いわゆるOCR(光学文字認識)。 従来パソコンでOCRが必要な場合、専用のソフトを使うのが一般的だった。 今は生成AIで無料でできる。 しかも単純なOCRとは違って優秀。
ただし、たいていのAIはプロンプトに画像をアップロードするにはログインが必要。 また、AIによっては画像のアップロード回数に制限がある場合がある。 複数のAIを併用すると良いかもしれない。
以下は Gemini を使用した例。
画像に書いてある文字をテキストに変換
Gemini に以下の画像をアップロード。
その後、以下のように指示。
- この画像に書かれている文章をテキスト形式で出力して下さい。
- この画像に書いてある文字をテキストデータにできますか?
一応テキストになったが、原文では「生れた」になっている部分を「生まれた」に直して出力された。 Gemini にその点を指摘したら、現代と仮名遣いが異なることに気づいていたようだった。 気をきかせて現代的に修正する場合がある。
次に以下の画像をアップロード。 指示内容(プロンプト)は同じ。
縦書きであることを説明しなくても正しくテキストに変換できた。
Gemini によると
- 日本語の縦書きの文章も問題なく読み取ることができます。
- 画像認識技術とOCR(光学的文字認識)技術を用いて、文字の並びや方向を解析し、テキストデータとして抽出しています。
とのこと。
また、Gemini を使っていると「画像をテキストに変換することはできません」などと言ってOCRができなくなる場合がある。 その際は、一度ブラウザを閉じるなどして最初からやり直すとできるようになる。
翻訳
画像に書いてある文字が英語など外国語の場合、もとの言語のままテキストにできるが、必要であれば日本語に翻訳してテキストにしてくれる。

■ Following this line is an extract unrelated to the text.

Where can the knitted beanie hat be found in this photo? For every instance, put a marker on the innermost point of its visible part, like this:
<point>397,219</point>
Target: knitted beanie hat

単に「日本語に翻訳してください」と指示するだけでやってくれる。
画像に書いてある表をCSV形式に変換
画像の状態の表をテキストに直したり、Excel で編集したい場合がある。
Gemini は画像の中にある表を認識し、CSV形式やTSV形式(タブ区切り)などに変換して出力してくれる。 これがとても便利。 もちろん Gemini 以外の生成AIでもできる。
画像をアップロードし、例えば以下のように指示する。
- この画像にある表をCSV形式で出力して下さい。
以下のようなテキストが出力される。
教科,時間 国語,10:00 〜 10:45 算数,11:00 〜 11:45 理科,13:00 〜 13:45 社会,14:00 〜 14:45
なお、ChatGPT にはファイルのダウンロード機能があるが、Gemini と Copilot はテキストのみ出力。 したがって、自分でテキストエディタなどに貼り付けてファイルに保存する必要がある。
タブ区切りの場合、そのまま Excel に貼り付ければ各データが各セルに分かれて書き込めるので便利。 なお、Copilot はなぜかタブ区切りではなくスペース区切りなる。
生成AIは、単に文字を認識するだけのOCRと違い、いろいろやってくれるので便利。